Black voters said they did not think Mr. Biden would be a fix for all of the problems of policing in their communities. But at least he acknowledged systemic racism, they said, something Mr. Trump has refused to do. They hoped that Mr. Trump’s exit would mean more civility.
“We’ve got a lot of people who have shown their face and their horns,” said Lakaisha Stoner, 27, a small-business owner in Louisville, adding that she hoped racism would be less on display in the future. “I’m just ready for a positive change, I can’t stress that enough,” she said.
A new president is the place to start, she added.
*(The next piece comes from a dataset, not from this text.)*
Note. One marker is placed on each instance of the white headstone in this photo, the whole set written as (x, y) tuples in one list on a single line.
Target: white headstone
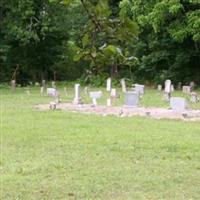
[(192, 85), (53, 84), (167, 92), (77, 98), (178, 104), (108, 84), (65, 91), (123, 84), (194, 97), (13, 85), (186, 89), (139, 88), (95, 96), (172, 88), (114, 93), (132, 99), (159, 88), (42, 90), (168, 86), (52, 92), (109, 102)]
In a sign that the video of a police officer killing Mr. Floyd had made an impression on the public, even among the president’s backers, 70 percent of voters polled in the A.P. VoteCast survey said racism in policing was a very serious or somewhat serious problem, and of those voters, three in 10 cast their ballots for Mr. Trump.
And for some immigrants who are neither Black nor white, the protests played in complicated ways. Jose Nunez, an electrician who immigrated from the Dominican Republic in 2002, said he voted for Mr. Trump in 2016, but this time voted for Mr. Biden. He switched because he had noticed an ugliness among supporters of Mr. Trump with flapping flags and angry signs. But, he said, the Democrats also needed to expand their appeal to him.
“I don’t want to be talking about race or police brutality on a daily basis,” he said. “It’s crazy.”
Others badly wanted both parties to talk about other things. Jose Soto, 37, a Navy veteran in Madison, Wis., who now works for the Department of Veterans Affairs, said he cared most about education and health care, but neither issue seemed to come up in the campaign. He liked Bernie Sanders, saying, “it feels like every time he talks, he talks to me,” and voted for Hillary Clinton in 2016. On Tuesday, he voted for Mr. Trump.
“When Democrats focus their speech, it’s not on work or what they have to offer us,” said Mr. Soto, who immigrated from the Dominican Republic when he was 8.
As for protests, he said racial injustice had been around for a long time and the Democrats had not done much to solve it.
“I don’t think any candidate has a solution for that,” he said.